Читаем Оправданное присутствие: Сборник статей полностью

«On the Drift; in the Draft» Явления и вещи уходят в глубокую тень – или приближаются к своим прообразам. Речь идет даже не об особенности видения, но о самой зрительной способности. Заданная себе работа заставляет автора совершенствовать эту способность, обращая ее в прибор ночного видения – все более тонкий, все более приноровленный различать контуры внутри слепящей тьмы, ослепительного темного блеска. Одно из стихотворений Юрьева так и называется – «Стихи к у ходящему зрению». Уходящему не значит слабеющему. Зрение у ходит в другую область – в другое время, и взгляд, прозревающий ночь, слепнет для прочих (дневных) впечатлений. Зрение ли это? Скорее, умозрение. И собственная природа – такой же законный предмет оптического исследования. Взгляд обращен и вовнутрь, в глубины собственного подозрительного строения. Что-то проявляется, как на рентгеновском снимке. «Человек, эка странная полость» («Ода»). Зрение здесь – видящий прибор, щуп, зрительный нерв, проникающий в пазы вещества, исследующий его строение и состав. Физическое строение, химический состав. Все это, уже незримое, – как оно устроено? Как устроен мир, и есть ли в его устройстве какая-либо прочность? Какое-то твердое основание? Насколько прочны старые слова, – то есть прежние понятия? Среди слишком очевидного (заметного, видимого) убытка есть ли что-то постоянное и неубывающее? Чтобы узнать это достоверно, нужно увидеть изнанку существования, его испод: как сходятся нити, как плетется основа.

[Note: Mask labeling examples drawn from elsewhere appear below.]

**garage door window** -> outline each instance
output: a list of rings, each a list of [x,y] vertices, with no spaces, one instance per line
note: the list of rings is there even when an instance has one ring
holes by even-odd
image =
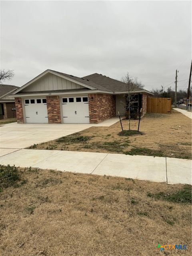
[[[83,97],[83,101],[84,102],[86,102],[88,101],[88,98],[87,97]]]
[[[76,102],[81,102],[81,98],[76,98]]]
[[[67,98],[63,98],[63,103],[66,103],[67,102]]]

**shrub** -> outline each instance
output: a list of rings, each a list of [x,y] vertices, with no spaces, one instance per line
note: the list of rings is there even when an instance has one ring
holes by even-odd
[[[19,179],[18,168],[14,165],[0,165],[0,188],[2,189],[13,186]]]
[[[189,203],[191,204],[191,186],[185,184],[181,189],[172,194],[159,192],[156,194],[149,192],[147,196],[156,199],[162,199],[174,203]]]

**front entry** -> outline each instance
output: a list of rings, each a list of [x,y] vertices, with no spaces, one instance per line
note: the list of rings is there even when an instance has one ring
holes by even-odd
[[[87,96],[62,98],[64,123],[89,123]]]

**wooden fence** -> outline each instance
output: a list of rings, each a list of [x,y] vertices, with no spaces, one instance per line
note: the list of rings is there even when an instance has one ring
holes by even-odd
[[[148,113],[171,113],[171,98],[147,98],[147,112]]]

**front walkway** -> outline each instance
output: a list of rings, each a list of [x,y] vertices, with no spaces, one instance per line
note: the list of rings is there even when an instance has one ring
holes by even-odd
[[[187,111],[187,110],[184,109],[182,109],[181,108],[173,108],[175,110],[178,111],[178,112],[180,112],[180,113],[183,114],[184,115],[185,115],[185,116],[186,116],[188,117],[189,117],[191,119],[192,119],[192,113],[191,112]]]
[[[0,157],[1,164],[191,184],[191,160],[74,151],[18,150]]]

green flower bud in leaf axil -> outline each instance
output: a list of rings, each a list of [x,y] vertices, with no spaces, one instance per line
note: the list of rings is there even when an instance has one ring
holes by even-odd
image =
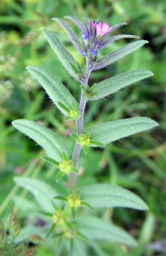
[[[10,234],[13,237],[18,235],[21,229],[20,223],[13,208],[12,208],[9,217],[9,229]]]
[[[89,138],[90,135],[89,134],[82,134],[78,138],[80,144],[82,146],[88,146],[90,145],[91,140]]]
[[[0,228],[0,247],[5,247],[7,243],[7,235],[5,230]]]

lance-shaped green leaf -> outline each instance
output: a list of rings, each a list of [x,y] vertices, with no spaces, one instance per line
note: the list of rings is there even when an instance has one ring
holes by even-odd
[[[93,207],[124,207],[141,210],[148,209],[138,196],[121,187],[94,184],[80,188],[81,198]]]
[[[153,75],[149,70],[136,69],[115,76],[95,84],[93,86],[95,86],[92,91],[92,95],[88,99],[94,100],[103,98],[133,83]]]
[[[78,113],[78,103],[70,92],[57,78],[45,68],[29,66],[27,69],[43,87],[51,100],[65,116],[74,109]],[[63,107],[64,106],[64,107]]]
[[[49,30],[42,29],[47,40],[68,72],[75,79],[79,81],[80,66],[71,54],[63,46],[56,36]],[[75,71],[77,71],[77,73]]]
[[[59,201],[52,198],[57,195],[54,188],[40,180],[31,178],[15,177],[14,182],[18,185],[31,192],[34,196],[38,203],[46,212],[55,212],[51,200],[58,208],[61,205]]]
[[[106,144],[158,125],[148,117],[132,117],[96,124],[88,128],[85,133],[90,134],[92,140]]]
[[[74,221],[77,229],[86,237],[93,239],[120,243],[129,246],[137,245],[136,240],[126,232],[112,223],[95,217],[81,216]]]
[[[64,18],[71,20],[82,32],[86,30],[86,28],[83,24],[74,17],[72,16],[65,16]]]
[[[145,44],[147,43],[146,40],[139,40],[128,44],[119,50],[115,51],[101,58],[94,63],[93,70],[104,67],[111,63],[121,59],[129,53],[137,50]]]
[[[84,45],[81,42],[78,37],[74,32],[71,29],[67,23],[63,21],[61,19],[58,19],[58,18],[53,18],[52,19],[52,20],[56,21],[59,23],[61,27],[65,31],[75,47],[81,54],[84,55],[85,51],[82,48]],[[81,46],[81,47],[80,47],[80,46]],[[80,70],[81,71],[81,69],[80,67]]]
[[[64,152],[68,158],[71,158],[71,152],[63,140],[43,125],[23,119],[15,120],[12,124],[41,146],[49,157],[60,162],[63,160],[62,153]]]

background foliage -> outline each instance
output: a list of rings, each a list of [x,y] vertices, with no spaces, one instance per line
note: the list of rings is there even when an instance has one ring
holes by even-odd
[[[41,28],[56,33],[76,60],[83,65],[85,60],[69,42],[63,30],[51,19],[71,15],[83,21],[84,17],[93,20],[100,16],[110,26],[125,22],[127,25],[116,30],[115,35],[135,34],[150,43],[107,68],[92,72],[91,83],[137,68],[150,70],[154,76],[123,89],[121,93],[105,100],[90,102],[86,109],[85,130],[97,122],[139,116],[151,118],[160,126],[113,143],[102,150],[91,148],[86,157],[82,152],[77,185],[103,182],[121,185],[135,192],[149,207],[145,212],[121,208],[94,211],[94,216],[112,218],[114,223],[140,242],[140,246],[132,249],[100,243],[106,255],[166,253],[165,1],[1,0],[0,5],[1,218],[6,220],[7,207],[12,202],[17,206],[22,227],[37,228],[44,224],[35,212],[38,205],[34,198],[15,186],[14,176],[38,177],[56,186],[57,191],[65,194],[67,191],[67,177],[64,185],[63,181],[56,184],[54,169],[41,159],[44,154],[40,147],[11,125],[13,120],[20,118],[38,121],[56,131],[73,149],[74,143],[69,135],[75,131],[74,123],[64,121],[63,115],[51,105],[42,87],[25,69],[32,65],[47,68],[79,100],[77,82],[69,76],[53,53]],[[76,28],[68,22],[80,36]],[[98,55],[101,57],[129,41],[123,39],[112,43]],[[88,210],[83,210],[88,214]],[[37,251],[41,256],[46,253],[51,256],[53,248],[50,241],[49,245],[42,244]],[[98,255],[94,249],[87,249],[88,255]]]

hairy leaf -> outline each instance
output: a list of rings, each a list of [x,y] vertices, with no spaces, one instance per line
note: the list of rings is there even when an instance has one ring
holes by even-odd
[[[57,207],[60,205],[59,201],[52,199],[57,195],[56,190],[45,182],[36,179],[27,177],[15,177],[14,180],[18,185],[32,193],[44,211],[55,212],[51,200],[53,201]]]
[[[116,40],[123,38],[139,38],[139,36],[137,36],[134,35],[118,35],[118,36],[112,36],[110,38],[105,40],[103,41],[103,38],[100,40],[99,40],[98,43],[96,50],[100,50],[110,43],[114,42]]]
[[[81,199],[93,207],[124,207],[146,210],[146,204],[139,197],[121,187],[109,184],[94,184],[79,189]]]
[[[87,238],[101,241],[120,243],[135,246],[137,243],[126,232],[110,222],[95,217],[82,216],[77,217],[74,223],[79,232]]]
[[[153,75],[153,73],[149,70],[136,69],[115,76],[95,84],[96,86],[93,92],[95,93],[88,99],[93,100],[103,98],[121,88]]]
[[[119,50],[105,55],[94,63],[93,70],[104,67],[113,63],[127,54],[137,50],[145,44],[148,42],[146,40],[139,40],[128,44]]]
[[[68,158],[71,158],[71,151],[63,140],[43,125],[23,119],[15,120],[12,124],[41,146],[49,157],[58,162],[62,161],[62,153],[64,152]]]
[[[132,117],[95,125],[85,133],[91,134],[92,140],[104,144],[158,125],[156,122],[144,117]]]
[[[53,18],[52,20],[56,21],[59,23],[62,28],[65,31],[76,48],[81,54],[83,54],[83,55],[85,55],[85,51],[82,48],[82,46],[83,46],[83,44],[81,42],[74,32],[67,23],[60,19],[58,19],[57,18]],[[82,46],[82,47],[80,47],[80,45]]]
[[[57,78],[45,68],[37,66],[29,66],[27,69],[43,87],[51,100],[65,116],[69,113],[61,107],[63,104],[69,110],[73,110],[74,102],[78,111],[78,103],[70,92]],[[58,102],[60,103],[60,104]]]
[[[72,16],[65,16],[64,18],[71,20],[82,32],[84,32],[86,31],[86,28],[76,18],[72,17]]]
[[[43,33],[47,40],[58,58],[68,72],[77,80],[79,80],[78,74],[75,69],[79,72],[78,63],[71,54],[66,49],[58,39],[56,36],[46,29],[42,29]],[[74,70],[72,65],[75,67]]]

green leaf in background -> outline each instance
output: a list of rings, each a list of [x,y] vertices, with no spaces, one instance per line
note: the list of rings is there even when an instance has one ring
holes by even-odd
[[[67,23],[61,19],[59,19],[58,18],[53,18],[51,19],[59,23],[61,27],[65,31],[73,45],[79,52],[83,55],[85,55],[84,51],[82,48],[84,45]],[[81,46],[81,47],[80,47],[80,45]],[[81,68],[80,68],[80,70],[81,71]]]
[[[68,72],[77,80],[78,77],[79,66],[71,54],[65,48],[57,37],[49,30],[42,29],[42,31],[47,40],[57,54],[62,64]],[[73,69],[73,66],[74,67]],[[75,70],[78,71],[78,73]]]
[[[94,184],[79,189],[81,199],[93,207],[124,207],[141,210],[148,210],[147,205],[129,190],[116,185]]]
[[[137,132],[158,125],[154,120],[145,117],[121,119],[95,124],[86,130],[90,139],[107,144]]]
[[[15,120],[12,124],[42,147],[49,157],[60,162],[63,160],[62,153],[64,152],[69,159],[71,158],[71,152],[63,140],[43,125],[23,119]]]
[[[95,93],[94,96],[88,99],[93,100],[103,98],[133,83],[153,75],[149,70],[136,69],[115,76],[95,84],[95,86],[93,91],[93,93]]]
[[[57,195],[55,189],[43,181],[36,179],[22,177],[15,177],[14,182],[18,185],[31,192],[34,196],[41,207],[47,212],[54,212],[55,209],[51,200],[58,207],[60,203],[58,200],[52,199]]]
[[[30,66],[27,69],[42,86],[51,99],[64,115],[68,116],[69,113],[61,107],[62,104],[70,111],[73,110],[74,103],[79,112],[78,102],[64,85],[49,71],[37,66]]]
[[[139,40],[128,44],[119,50],[105,55],[94,63],[92,70],[95,70],[104,67],[111,63],[121,59],[127,54],[136,51],[145,44],[148,43],[146,40]]]
[[[108,222],[86,216],[77,217],[74,222],[78,225],[79,232],[88,239],[121,243],[131,246],[137,245],[131,236]]]

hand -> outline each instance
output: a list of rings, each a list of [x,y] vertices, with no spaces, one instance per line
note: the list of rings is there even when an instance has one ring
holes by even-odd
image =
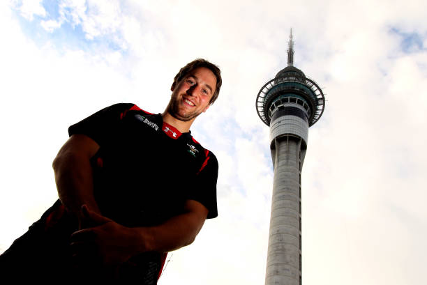
[[[134,240],[132,229],[82,207],[84,224],[91,227],[71,235],[71,253],[77,267],[117,268],[133,255],[129,241]]]

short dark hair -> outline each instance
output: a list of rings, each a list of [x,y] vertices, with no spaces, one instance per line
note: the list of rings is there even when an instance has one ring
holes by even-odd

Кажется, вышелушились бесследно

Зерна глазного пшена,

Только и видит обратное зрение,

Ясное дотемна:

Старые сумерки реже и бреннее

Вычесанного руна,

Старое дерево медно,

Старая медь зелена.

«Хор на дерево и медь» Упорное стремление видеть вещи в истинном свете проявляет себя как сила . Мы чувствуем поток силовых линий, он проходит сквозь наш состав. Его можно не понять, но нельзя не заметить.

IV

Факты и вымыслы [15]

Разумнее всего было бы не участвовать в дискуссии, если не можешь дать точный ответ ни на один из поставленных вопросов. Основное затруднение в том, что с некоторой (достаточной) уверенностью я могу говорить только о собственном «читательском восприятии». Даже предпочтения некоторых близких знакомых становятся подчас неразрешимой загадкой. Тем более трудно говорить о том условном читателе, который всей своей массой читает каждый раз какую-то одну книгу.

Но этого и не требуется. В условиях свободного книгоиздания такой читатель сам яснее ясного говорит о своих вкусах: достаточно просмотреть наименования и сравнить тиражи. Картина, думаю, будет примерно следующая: доля non-fiction постепенно увеличивается, но и «литература вымысла» не сдает позиций. Вывод не сокрушительный, даже не слишком интересный. Еще и потому, что смена жанровых вех ровно ничего не гарантирует: ни повышения художественного или интеллектуального уровня, ни их понижения. У «литературы факта» есть некоторые гарантии (сама ее «фактичность» гарантирует некоторую близость к реальности), но ведь и реальность имеет, увы, свое бульварное толкование.

Вот и начну сразу с последнего пункта: о массовом и элитарном читателе. Можно предположить, что имеется в виду разный уровень образования, подготовленности, филологической изощренности. Но в сознании, помимо воли, являются какие-то образы, один хуже другого. Один читает наспех и без разбора, другой взыскательно щурится и брезгливо морщится. Спрятать свою книжку хотелось бы от обоих.

На мой взгляд, разделение идет по другому принципу: один читает, чтобы забыться и заснуть, другой – чтобы проснуться и – что? Понять? Ну, понять. Или почувствовать, ощутить что-то. Вместе с автором, а на самом деле – вместо автора. То есть, как бы встав на его место.